Il Comitato degli Stati Membri approva l’identificazione del DBDPE come sostanza estremamente preoccupante

Il ritardante di fiamma bromurato DBDPE entra nella Candidate List delle SVHC per le sue proprietà vPvB

30 ott 2025

Il 9 ottobre 2025, il Comitato degli Stati Membri (MSC-Member State Committee) ha concordato all’unanimità l’identificazione dell’1,1'-(etano-1,2-diil)bis[pentabromobenzene] (DBDPE) (CAS 84852-53-9, CE 284-366-9) come sostanza estremamente preoccupante (SVHC - Substance of Very High Concern), per le sue proprietà di elevata persistenza e bioaccumulabilità (vPvB) ai sensi dell’articolo 57, lettera e), del Regolamento (CE) 1907/2006 (REACH).

L’inserimento ufficiale del DBDPE nella Candidate List è previsto, come da comunicazione di ECHA, entro novembre 2025, periodo inusuale per l’aggiornamento dell’elenco (che di norma avviene invece a gennaio e giugno/luglio).

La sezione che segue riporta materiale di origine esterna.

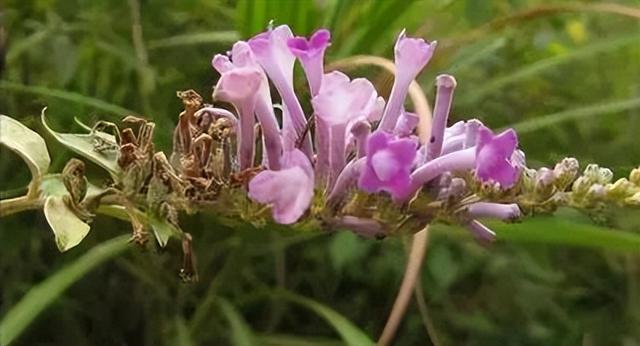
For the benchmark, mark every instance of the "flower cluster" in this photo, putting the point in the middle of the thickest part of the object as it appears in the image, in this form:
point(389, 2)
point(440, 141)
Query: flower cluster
point(356, 143)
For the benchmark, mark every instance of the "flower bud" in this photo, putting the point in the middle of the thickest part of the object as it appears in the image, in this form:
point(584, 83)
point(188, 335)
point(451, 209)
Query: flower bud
point(598, 174)
point(565, 172)
point(621, 189)
point(633, 200)
point(634, 176)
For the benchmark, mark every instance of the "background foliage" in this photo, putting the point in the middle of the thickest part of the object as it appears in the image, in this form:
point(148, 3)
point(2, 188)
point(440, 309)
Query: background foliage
point(567, 75)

Nello specifico, il DBDPE è un ritardante di fiamma bromurato introdotto negli anni '90 come sostituto del decabromodifenil etere (DecaBDE) e viene utilizzato come additivo chimico in diverse applicazioni industriali tra cui:

  • polimeri plastici: HIPS (High Impact Polystyrene), ABS (Acrilonitrile Butadiene Stirene), resine, elastomeri, adesivi e sigillanti;
  • elettronica ed elettrotecnica: circuiti stampati, rivestimenti per cavi e fili, custodie per dispositivi elettronici;
  • tessili: rivestimenti ignifughi.

Oltre agli obblighi derivanti dal futuro inserimento in Candidate List, l'identificazione del DBDPE come SVHC potrà favorire il processo normativo volto alla restrizione di ritardanti di fiamma bromurati. Inoltre, tale identificazione potrebbe portare ad una futura proposta di classificazione armonizzata e inserimento in Allegato VI del Regolamento (CE) 1272/2008 (CLP). Attualmente, infatti, il DBDPE è presente nel C&L Inventory dell’ECHA esclusivamente con classificazioni notificate volontariamente dalle aziende e non risulta soggetto a classificazione armonizzata a livello europeo.